Mantan diplomat Korut yang kini menjadi anggota parlemen di Korea Selatan, Thae Yong Ho, meminta maaf atas klaim yang telah ia buat terkait kondisi kesehatan Kim Jong Un. Sebelumnya, Thae Yong Ho memang sempat mengklaim bahwa Kim Jong Un menderita penyakit hingga sudah tidak bisa berdiri atau berjalan.
"Saya sadar bahwa salah satu alasan banyak orang memilih saya sebagai anggota parlemen adalah harapan analisis dan proyeksi yang akurat tentang masalah Korea Utara," ujar Thae Yong Ho dilansir Reuters pada Selasa (5/5). "Saya merasakan kesalahan dan tanggungjawab yang berat. Apa pun alasannya, saya meminta maaf kepada semua orang."
Selain Thae Yong Ho, ada seorang pembelot Korut lainnya yang juga terpilih di parlemen, yakni Ji Seong Ho. Sebelumnya, Ji Seong Ho sempat mengatakan bahwa dirinya yakin 99 persen bahwa Kim Jong Un telah meninggal dunia usai menjalani operasi kardiovaskular.

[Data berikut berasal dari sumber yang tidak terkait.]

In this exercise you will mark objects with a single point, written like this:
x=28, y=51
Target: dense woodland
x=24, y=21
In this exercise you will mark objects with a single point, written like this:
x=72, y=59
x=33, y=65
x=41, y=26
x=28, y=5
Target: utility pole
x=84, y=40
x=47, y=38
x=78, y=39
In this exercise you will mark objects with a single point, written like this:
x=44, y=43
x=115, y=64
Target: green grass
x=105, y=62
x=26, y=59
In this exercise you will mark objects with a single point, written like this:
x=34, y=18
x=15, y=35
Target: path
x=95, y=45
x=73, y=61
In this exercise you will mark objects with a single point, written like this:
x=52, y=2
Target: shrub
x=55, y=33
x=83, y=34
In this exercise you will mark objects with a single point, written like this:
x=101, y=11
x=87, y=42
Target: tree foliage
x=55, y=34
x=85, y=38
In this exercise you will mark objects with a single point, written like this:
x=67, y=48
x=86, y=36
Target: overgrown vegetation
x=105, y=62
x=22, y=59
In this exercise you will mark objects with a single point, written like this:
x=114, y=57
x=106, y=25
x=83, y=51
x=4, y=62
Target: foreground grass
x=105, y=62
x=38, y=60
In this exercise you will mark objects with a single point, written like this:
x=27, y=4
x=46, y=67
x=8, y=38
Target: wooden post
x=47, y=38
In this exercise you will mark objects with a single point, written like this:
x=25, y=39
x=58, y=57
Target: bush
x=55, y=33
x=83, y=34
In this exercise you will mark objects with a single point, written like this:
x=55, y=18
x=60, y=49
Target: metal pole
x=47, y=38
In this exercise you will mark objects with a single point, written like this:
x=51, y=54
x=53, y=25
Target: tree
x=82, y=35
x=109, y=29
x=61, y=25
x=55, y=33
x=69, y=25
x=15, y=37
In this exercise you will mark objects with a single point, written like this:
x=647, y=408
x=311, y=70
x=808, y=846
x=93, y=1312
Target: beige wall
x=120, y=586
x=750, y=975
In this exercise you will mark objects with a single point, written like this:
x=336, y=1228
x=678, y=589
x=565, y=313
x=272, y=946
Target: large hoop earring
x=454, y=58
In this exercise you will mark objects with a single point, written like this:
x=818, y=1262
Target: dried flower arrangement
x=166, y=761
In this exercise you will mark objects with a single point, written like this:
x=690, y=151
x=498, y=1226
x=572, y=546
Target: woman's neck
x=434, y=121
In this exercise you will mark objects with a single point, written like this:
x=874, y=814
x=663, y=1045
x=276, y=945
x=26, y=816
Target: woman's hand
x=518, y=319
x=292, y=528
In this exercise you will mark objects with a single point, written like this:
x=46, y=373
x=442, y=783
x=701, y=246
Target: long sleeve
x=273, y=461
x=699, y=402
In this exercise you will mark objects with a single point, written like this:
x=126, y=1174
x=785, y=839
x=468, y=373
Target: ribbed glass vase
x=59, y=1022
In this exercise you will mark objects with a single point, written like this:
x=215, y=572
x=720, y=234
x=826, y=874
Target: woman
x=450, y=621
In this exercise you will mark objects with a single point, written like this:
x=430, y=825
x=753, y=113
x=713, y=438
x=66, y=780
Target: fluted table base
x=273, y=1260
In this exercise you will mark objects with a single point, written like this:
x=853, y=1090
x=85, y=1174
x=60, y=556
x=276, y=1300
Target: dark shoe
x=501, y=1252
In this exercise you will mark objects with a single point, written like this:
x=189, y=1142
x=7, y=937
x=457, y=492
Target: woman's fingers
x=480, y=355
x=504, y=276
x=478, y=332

Ji Seong Ho juga sempat menyatakan bahwa dirinya yakin pengumuman kematian Kim Jong Un akan segera dirilis. Menurut Ji Seong Ho, ia mendapatkan informasi tentang kematian Kim Jong Un tersebut dari seorang sumber yang tidak bisa ia ungkapkan. Kekinian, Ji Seong Ho tidak mau memberikan respons terhadap kemunculan Kim Jong Un di hadapan publik, namun ia juga menyatakan permintaan maaf.
"Saya telah merenungkan diri selama beberapa hari terakhir, dan merasakan beratnya posisi saya berada," jelas Ji Seong Ho. "Sebagai tokoh publik, aku akan bersikap hati-hati untuk maju."
Partai Demokrat di Korsel lantas mengkritik kedua pembelot Korut tersebut atas klaim mereka. Menurut Partai Demokrat, klaim itu bukan hanya memberi informasi yang salah kepada publik, namun juga dapat menimbulkan akibat yang lebih serius. Salah satu anggota partai bahkan mendesak mereka untuk dikeluarkan dari Komite Intelijen dan Pertahanan.
Blunder terkait informasi kondisi kesehatan Kim Jong Un ini menunjukkan betapa sulitnya mendapatkan informasi yang terpercaya terkait Korut. Thae Yong Ho sendiri sempat mengungkapkan bahwa pada 2011 silam, Menteri Luar Negeri Korut bahkan tidak tahu jika mantan pimpinan tertinggi, Kim Jong Il, meninggal hingga mereka dipanggil untuk menonton pengumuman media milik negara.